First-ever malaria vaccine set for roll-out in Africa – WHO
At least 28 countries on the continent expressed interest in receiving the Mosquirix malaria serum, World Health Organization says
The world’s first malaria vaccine will soon be rolled out in Africa, with twelve countries across the continent expected to receive 18 million doses over the next two years, the World Health Organization (WHO) announced on Wednesday, along with other agencies.
Mosquirix (RTS,S/AS01) shots have already been used in pilot programmes in Ghana, Kenya and Malawi, and has been administered to more than 1.7 million children since 2019, the WHO, the Global Vaccine Alliance GAVI, and the United Nations Children’s Fund (UNICEF) said in a joint statement.
Nine more countries –Benin, Burkina Faso, Burundi, Cameroon, the Democratic Republic of the Congo, Liberia, Niger, Sierra Leone, and Uganda – will soon receive the vaccine for the first time.
“At least 28 African countries have expressed interest in receiving the malaria vaccine,” which has been proven to be “safe and effective,” according to the agencies’ statement.
Kate O’Brien, WHO Director of Immunization, said “the high demand for the vaccine and the strong reach of childhood immunisation will increase equity in access to malaria prevention and save many young lives.”

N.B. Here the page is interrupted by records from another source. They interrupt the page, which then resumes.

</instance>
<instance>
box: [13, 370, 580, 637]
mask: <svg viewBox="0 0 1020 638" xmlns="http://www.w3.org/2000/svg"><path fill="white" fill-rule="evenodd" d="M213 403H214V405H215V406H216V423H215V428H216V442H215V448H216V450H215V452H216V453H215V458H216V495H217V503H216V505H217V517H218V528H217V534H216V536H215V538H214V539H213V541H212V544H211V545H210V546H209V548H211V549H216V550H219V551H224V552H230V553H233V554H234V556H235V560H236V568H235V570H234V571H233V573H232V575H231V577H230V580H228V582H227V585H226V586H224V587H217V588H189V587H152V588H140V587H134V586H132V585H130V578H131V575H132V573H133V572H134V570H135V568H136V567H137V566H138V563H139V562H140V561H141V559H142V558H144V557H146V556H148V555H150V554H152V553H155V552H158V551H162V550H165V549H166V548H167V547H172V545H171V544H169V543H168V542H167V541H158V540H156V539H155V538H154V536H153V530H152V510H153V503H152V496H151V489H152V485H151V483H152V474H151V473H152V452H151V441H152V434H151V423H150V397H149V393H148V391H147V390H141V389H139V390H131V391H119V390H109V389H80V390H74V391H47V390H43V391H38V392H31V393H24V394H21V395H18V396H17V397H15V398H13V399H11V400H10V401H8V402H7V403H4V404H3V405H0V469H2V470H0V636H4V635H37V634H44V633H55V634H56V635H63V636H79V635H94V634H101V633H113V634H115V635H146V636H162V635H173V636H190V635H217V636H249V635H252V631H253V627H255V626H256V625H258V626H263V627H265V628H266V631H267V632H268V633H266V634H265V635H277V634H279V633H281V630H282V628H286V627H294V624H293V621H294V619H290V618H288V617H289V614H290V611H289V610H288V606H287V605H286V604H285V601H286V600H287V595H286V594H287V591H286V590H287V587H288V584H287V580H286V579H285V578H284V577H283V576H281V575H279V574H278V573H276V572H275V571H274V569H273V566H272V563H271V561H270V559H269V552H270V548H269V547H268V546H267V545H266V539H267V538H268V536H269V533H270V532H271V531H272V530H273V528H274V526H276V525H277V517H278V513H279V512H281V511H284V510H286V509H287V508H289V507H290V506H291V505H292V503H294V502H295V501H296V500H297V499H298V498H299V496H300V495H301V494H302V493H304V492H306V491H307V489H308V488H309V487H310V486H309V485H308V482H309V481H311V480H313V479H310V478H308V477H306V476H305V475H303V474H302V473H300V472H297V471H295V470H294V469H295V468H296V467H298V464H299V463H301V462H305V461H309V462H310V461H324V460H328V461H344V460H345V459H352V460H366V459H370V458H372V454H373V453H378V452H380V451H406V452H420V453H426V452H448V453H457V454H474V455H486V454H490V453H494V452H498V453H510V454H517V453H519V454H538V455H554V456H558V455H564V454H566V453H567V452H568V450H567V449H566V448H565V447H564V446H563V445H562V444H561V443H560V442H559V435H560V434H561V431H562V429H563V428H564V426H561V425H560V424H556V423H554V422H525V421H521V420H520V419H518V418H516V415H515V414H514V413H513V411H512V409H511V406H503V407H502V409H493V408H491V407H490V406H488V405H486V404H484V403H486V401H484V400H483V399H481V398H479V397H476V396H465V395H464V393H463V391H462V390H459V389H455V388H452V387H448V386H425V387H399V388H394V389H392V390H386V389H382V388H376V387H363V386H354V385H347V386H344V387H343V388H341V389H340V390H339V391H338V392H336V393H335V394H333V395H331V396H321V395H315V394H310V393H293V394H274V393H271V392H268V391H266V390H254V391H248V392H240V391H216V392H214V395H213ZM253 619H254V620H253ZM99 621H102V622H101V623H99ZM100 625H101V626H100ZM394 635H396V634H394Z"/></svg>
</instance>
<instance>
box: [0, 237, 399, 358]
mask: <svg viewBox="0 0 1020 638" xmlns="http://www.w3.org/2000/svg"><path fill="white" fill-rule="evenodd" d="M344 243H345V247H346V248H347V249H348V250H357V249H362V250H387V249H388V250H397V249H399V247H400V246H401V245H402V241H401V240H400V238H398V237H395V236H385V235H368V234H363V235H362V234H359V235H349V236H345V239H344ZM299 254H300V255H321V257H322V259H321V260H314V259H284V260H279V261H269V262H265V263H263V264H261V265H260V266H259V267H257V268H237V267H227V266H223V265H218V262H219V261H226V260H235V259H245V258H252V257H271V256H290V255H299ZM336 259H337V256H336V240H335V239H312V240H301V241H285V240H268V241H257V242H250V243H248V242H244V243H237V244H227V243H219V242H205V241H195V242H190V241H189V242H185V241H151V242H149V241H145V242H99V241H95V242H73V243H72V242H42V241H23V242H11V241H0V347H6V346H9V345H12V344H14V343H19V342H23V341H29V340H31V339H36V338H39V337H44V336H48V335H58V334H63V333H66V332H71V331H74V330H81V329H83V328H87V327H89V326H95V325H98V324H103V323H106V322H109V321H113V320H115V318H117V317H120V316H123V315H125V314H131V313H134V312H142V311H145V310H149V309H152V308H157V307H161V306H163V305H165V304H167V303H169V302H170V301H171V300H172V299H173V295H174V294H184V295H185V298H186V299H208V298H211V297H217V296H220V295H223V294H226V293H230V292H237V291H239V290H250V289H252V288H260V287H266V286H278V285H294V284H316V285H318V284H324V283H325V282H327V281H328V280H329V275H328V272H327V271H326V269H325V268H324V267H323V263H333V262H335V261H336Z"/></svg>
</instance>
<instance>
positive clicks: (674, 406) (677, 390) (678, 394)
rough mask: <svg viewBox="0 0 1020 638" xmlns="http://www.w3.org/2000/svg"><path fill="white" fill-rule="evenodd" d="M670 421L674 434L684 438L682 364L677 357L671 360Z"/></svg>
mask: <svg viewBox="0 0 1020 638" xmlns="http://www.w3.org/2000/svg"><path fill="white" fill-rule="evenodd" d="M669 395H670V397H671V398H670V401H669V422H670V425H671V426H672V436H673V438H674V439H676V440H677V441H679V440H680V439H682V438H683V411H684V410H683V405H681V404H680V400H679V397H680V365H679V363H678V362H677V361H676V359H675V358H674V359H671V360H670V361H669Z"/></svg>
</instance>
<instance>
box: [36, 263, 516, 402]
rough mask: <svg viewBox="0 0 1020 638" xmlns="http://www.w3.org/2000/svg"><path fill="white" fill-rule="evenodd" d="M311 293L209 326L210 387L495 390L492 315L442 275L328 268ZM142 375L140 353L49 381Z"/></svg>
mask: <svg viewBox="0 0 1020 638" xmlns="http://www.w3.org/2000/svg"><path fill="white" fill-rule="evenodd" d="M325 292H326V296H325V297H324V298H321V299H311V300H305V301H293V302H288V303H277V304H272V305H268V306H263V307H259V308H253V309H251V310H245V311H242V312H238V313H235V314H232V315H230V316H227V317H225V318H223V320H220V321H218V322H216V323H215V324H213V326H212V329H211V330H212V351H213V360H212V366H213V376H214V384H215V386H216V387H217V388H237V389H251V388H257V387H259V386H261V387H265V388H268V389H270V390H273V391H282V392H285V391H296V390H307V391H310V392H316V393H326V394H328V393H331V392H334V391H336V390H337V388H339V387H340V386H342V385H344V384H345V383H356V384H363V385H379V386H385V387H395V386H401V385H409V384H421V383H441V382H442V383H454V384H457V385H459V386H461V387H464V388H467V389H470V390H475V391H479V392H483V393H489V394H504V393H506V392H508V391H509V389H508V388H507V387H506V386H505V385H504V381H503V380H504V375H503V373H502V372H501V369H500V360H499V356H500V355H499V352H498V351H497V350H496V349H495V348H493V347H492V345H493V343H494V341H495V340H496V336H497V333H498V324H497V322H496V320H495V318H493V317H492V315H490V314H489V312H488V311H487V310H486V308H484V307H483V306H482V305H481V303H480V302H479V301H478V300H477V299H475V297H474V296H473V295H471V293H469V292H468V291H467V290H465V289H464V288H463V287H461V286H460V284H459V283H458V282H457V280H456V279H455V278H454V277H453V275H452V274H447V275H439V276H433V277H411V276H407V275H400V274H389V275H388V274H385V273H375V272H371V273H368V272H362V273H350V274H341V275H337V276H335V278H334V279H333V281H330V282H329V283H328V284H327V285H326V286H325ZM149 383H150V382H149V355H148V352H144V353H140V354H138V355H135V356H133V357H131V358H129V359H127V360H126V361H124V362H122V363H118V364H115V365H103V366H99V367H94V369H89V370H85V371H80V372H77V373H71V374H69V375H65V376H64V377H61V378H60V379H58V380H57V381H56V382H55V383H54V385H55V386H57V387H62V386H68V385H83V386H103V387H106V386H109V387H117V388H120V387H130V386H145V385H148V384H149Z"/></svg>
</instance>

The first doses of the vaccine are expected to arrive in the designated countries during the last quarter of this year, where they will begin rolling out by early 2024.
WHO has designated malaria as one of the deadliest diseases in Africa, saying it killed nearly half a million children under the age of five in 2021 alone. The continent accounted for about 95% of global malaria cases and 96% of malaria deaths in that year, the health agency added.
The RTS,S vaccine, developed by the British multinational pharmaceutical company GSK, is the first drug recommended for use to prevent malaria in children in areas of moderate to high transmission of the disease, according to the WHO.